As a customer, you can access Insights-X data via BigQuery Dataset or as Exported Table Data to Cloud Storage

BigQuery

BigQuery is a “big data” SQL store invented by Google. Many massive Datasets, like all the code in GitHub and the complete history of the Bitcoin blockchain, are made available to the public through the Google BigQuery Datasets initiative.

BigQuery Datasets are multi-terabyte datasets hosted on Google’s servers. You interact with the dataset by writing SQL fetch queries within either the web UI, Command-line tool or any client library.

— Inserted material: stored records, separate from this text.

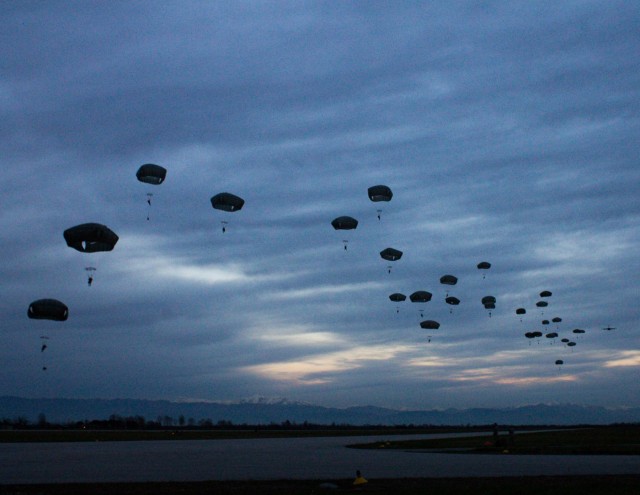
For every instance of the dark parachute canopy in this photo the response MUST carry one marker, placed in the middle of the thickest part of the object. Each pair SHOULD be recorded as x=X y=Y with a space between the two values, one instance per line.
x=430 y=324
x=90 y=238
x=48 y=309
x=420 y=296
x=380 y=193
x=227 y=202
x=449 y=280
x=391 y=254
x=151 y=174
x=344 y=223
x=488 y=300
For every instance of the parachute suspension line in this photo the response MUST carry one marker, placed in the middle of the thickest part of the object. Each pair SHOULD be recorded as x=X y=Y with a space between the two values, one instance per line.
x=149 y=196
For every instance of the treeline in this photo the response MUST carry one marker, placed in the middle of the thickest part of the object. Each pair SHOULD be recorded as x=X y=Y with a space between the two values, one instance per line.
x=117 y=422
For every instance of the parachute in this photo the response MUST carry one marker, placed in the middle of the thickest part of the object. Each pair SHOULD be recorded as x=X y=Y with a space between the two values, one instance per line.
x=420 y=296
x=380 y=193
x=90 y=238
x=344 y=223
x=397 y=297
x=484 y=265
x=227 y=202
x=151 y=174
x=429 y=325
x=453 y=301
x=48 y=309
x=448 y=280
x=390 y=254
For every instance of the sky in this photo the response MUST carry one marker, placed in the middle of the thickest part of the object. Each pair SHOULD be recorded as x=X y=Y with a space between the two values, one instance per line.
x=508 y=132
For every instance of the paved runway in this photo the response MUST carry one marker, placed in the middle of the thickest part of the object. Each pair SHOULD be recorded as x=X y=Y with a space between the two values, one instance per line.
x=291 y=458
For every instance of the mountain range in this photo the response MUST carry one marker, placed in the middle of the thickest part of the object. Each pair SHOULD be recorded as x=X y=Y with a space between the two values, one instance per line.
x=275 y=411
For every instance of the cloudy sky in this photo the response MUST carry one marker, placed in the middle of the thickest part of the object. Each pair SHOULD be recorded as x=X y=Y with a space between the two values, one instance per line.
x=508 y=132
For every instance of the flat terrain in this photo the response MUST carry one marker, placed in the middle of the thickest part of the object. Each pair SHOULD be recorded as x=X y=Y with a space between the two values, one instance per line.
x=552 y=485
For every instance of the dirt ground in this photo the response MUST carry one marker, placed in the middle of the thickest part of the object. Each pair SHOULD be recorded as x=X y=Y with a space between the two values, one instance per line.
x=539 y=485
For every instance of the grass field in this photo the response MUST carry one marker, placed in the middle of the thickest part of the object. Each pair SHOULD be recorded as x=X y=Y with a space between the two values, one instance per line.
x=610 y=440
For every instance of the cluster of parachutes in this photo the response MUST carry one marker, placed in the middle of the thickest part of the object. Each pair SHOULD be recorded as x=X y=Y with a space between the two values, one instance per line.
x=551 y=335
x=423 y=296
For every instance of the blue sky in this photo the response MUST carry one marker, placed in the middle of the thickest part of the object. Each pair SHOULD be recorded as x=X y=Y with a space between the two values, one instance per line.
x=508 y=132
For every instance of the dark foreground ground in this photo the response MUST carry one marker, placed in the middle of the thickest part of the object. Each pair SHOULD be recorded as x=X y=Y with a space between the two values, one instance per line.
x=543 y=485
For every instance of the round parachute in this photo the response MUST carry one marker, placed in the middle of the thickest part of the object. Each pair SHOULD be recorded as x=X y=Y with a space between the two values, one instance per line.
x=380 y=193
x=227 y=202
x=397 y=297
x=430 y=324
x=449 y=280
x=151 y=174
x=90 y=238
x=420 y=296
x=391 y=254
x=48 y=309
x=344 y=223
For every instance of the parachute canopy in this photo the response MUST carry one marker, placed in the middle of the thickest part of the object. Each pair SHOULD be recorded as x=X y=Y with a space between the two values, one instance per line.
x=344 y=223
x=420 y=296
x=380 y=193
x=488 y=300
x=397 y=297
x=391 y=254
x=430 y=324
x=151 y=174
x=227 y=202
x=90 y=238
x=449 y=280
x=48 y=309
x=454 y=301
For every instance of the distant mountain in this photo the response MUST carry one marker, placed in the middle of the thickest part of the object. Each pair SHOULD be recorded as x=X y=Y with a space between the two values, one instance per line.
x=266 y=411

Some resources on BigQuery:

To get started using a BigQuery Dataset, Insights-X will allow permission to your own project so you can start querying datasets. If you intend to go beyond the included quotas, you must also enable billing.

Exported Data

Up to 1 GB of table data can be exported into a single file.

CSV

The simplest file type available on Insights-X is the “Comma-Separated List”, or CSV, for tabular data. A CSV representation of a booking list with a header row, for example, looks like this:

client_id provider_id check_in
clientA providerX 2019-01-13 00:00:00 UTC
clientB providerX 2019-01-15 00:00:00 UTC

CSV format does not support nested and repeated data.

JSON

While CSV is the most common file format for “flat” data, JSON is the most common file format for “tree-like” data that potentially has multiple layers, like the branches on a tree:

{
    "bookings": [
      {
            "client_id": "clientA",
            "provider_id": "providerX",
            "check_in": "2019-01-13 00:00:00 UTC"
       },
       {
            "client_id": "clientB",
            "provider_id": "providerX",
            "check_in": "2019-01-15 00:00:00 UTC"
       }
       ]
}

When exported data is in JSON format, INT64 (integer) data types are encoded as JSON strings to preserve 64-bit precision when the data is read by other systems.

AVRO

Avro™ is an open source project that provides data serialization and data exchange services for Apache™ Hadoop®. … Avro stores the data definition in JSON format making it easy to read and interpret, the data itself is stored in binary format making it compact and efficient.